Эта тихая, кропотливая работа требует полной сосредоточенности, что помогает мне хоть ненадолго забыть о своих печалях. Люблю наблюдать за руками Пита, когда чистая страница под его проворными пальцами покрывается яркими красками, внося радостный колорит в нашу до той поры желтовато-чёрную книгу. Когда он поглощён работой, его лицо выглядит по-особому. Обычное, лёгкое выражение сменяется другим — напряжённым и отстранённым, как будто он сейчас полностью погружён в свой внутренний мир. Временами я видела у него такое выражение и раньше: на арене, или когда он выступал перед толпой, или как тогда, в Дистрикте 11, когда он отвёл направленный на меня миротворцем ствол. Я даже не совсем понимаю, что значит это выражение.

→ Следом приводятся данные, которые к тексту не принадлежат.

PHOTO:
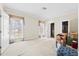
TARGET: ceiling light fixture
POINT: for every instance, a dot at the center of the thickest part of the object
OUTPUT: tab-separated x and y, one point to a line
44	8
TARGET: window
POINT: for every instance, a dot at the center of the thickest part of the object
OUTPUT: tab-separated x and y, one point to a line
52	29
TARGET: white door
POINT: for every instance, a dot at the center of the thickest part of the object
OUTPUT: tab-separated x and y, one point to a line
4	30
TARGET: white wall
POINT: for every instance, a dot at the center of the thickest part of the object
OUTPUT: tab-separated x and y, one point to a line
30	24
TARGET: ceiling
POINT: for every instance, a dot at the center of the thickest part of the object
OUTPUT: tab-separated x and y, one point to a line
45	10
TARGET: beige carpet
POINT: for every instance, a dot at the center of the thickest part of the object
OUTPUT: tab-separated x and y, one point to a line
37	47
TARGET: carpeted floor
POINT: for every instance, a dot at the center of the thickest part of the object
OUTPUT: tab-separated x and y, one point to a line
39	47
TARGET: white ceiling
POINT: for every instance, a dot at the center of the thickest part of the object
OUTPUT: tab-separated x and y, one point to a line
53	9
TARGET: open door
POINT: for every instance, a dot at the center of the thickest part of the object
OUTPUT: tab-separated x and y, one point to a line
4	31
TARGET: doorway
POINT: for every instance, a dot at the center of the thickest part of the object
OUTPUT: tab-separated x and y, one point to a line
16	29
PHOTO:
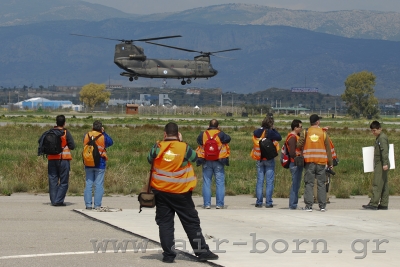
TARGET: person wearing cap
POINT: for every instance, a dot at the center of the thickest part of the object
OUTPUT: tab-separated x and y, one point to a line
95	175
265	168
380	188
317	154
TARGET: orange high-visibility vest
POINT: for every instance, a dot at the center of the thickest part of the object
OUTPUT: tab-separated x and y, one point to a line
298	150
224	149
255	153
101	142
314	149
167	173
66	153
333	151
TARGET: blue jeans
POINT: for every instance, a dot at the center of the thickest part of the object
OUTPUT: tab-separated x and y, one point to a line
94	177
265	169
216	168
58	173
296	182
314	171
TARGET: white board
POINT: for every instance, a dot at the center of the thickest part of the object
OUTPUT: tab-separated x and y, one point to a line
368	158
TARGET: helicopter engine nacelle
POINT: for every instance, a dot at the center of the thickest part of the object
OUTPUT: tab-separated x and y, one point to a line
137	57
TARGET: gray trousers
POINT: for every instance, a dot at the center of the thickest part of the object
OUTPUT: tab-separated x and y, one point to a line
380	187
314	171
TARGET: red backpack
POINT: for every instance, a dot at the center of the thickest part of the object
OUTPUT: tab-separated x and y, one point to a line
211	150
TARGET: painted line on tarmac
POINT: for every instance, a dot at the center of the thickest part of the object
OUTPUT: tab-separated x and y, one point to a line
69	253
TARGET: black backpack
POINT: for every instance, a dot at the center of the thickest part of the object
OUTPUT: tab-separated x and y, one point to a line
50	142
267	148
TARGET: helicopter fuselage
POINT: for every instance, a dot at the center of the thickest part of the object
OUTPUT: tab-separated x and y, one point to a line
132	60
166	68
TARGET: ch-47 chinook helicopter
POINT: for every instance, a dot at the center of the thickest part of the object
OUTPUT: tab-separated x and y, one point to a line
133	61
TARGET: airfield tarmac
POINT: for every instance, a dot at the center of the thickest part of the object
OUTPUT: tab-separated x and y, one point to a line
37	234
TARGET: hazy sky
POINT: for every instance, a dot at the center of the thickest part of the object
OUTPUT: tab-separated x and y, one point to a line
160	6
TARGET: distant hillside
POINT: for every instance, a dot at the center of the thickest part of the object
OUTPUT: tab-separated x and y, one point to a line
271	56
347	23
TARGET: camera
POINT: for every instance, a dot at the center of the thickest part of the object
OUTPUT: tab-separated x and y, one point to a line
335	162
330	171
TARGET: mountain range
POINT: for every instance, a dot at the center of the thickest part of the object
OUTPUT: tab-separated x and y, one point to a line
280	48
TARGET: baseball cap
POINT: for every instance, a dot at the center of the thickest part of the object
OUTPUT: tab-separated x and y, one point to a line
314	118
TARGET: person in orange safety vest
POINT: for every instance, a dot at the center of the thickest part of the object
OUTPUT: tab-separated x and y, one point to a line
317	156
172	181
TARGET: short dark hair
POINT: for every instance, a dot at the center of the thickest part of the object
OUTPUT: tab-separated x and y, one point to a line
171	129
375	125
214	123
267	122
97	125
60	120
295	123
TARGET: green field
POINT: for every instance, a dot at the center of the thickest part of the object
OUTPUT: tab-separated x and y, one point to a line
21	170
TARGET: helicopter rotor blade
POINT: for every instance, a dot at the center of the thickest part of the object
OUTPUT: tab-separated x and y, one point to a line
174	47
200	52
97	37
226	50
129	41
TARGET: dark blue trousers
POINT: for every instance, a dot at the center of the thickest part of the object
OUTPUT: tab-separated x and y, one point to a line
167	204
58	172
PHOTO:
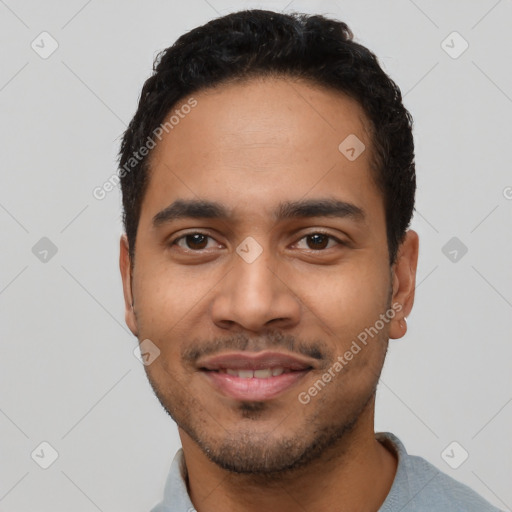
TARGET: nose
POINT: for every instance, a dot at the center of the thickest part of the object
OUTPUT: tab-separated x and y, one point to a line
256	296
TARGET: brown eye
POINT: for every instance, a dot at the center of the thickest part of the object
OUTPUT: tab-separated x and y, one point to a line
320	241
192	241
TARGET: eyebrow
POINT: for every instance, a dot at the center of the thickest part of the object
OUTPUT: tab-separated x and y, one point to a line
203	209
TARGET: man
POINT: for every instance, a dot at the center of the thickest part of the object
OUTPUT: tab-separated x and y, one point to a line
268	184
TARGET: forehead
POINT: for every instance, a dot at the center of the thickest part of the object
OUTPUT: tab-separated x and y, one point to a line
253	144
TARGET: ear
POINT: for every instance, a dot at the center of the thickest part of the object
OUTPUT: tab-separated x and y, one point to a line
403	275
126	275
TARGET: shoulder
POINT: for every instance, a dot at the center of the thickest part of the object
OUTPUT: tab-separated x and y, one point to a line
420	486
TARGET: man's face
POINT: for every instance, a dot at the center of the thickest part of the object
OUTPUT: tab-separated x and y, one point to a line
284	295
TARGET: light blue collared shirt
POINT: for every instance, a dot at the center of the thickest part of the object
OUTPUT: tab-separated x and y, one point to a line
418	487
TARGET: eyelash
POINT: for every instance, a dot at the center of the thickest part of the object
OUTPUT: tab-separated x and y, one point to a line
340	242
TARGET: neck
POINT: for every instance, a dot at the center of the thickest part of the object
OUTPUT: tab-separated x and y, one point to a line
354	474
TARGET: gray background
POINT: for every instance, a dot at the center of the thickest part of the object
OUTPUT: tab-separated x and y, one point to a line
68	375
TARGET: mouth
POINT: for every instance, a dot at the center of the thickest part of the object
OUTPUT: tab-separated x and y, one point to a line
254	376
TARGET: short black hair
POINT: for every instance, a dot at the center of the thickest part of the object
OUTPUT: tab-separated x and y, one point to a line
259	43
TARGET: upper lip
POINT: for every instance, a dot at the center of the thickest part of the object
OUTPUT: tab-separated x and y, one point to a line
255	361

К тому же я иногда ловлю себя на том, что не отрываясь любуюсь его ресницами. Обычно их не замечаешь — до того они светлые. Но сейчас, в такой близости к нему, я вижу, как они золотом горят в солнечных лучах, проникающих в окно. И они такие длинные, что непонятно, как они не запутываются, когда он моргает.
Как-то в один из таких дней Пит внезапно прекращает раскрашивать цветок и поднимает на меня взгляд так неожиданно, что я вздрагиваю — как будто он поймал меня на подглядывании за ним... чем я, в общем-то, можно сказать, и занималась. Но он лишь замечает:
— А знаешь, мне кажется, это первый раз за всё время мы делаем вместе что-то нормальное.
— Точно, — соглашаюсь я. Наши отношения носят на себе отпечаток Голодных игр, о какой нормальности можно в этом случае говорить? — А что, разнообразие — это здорово!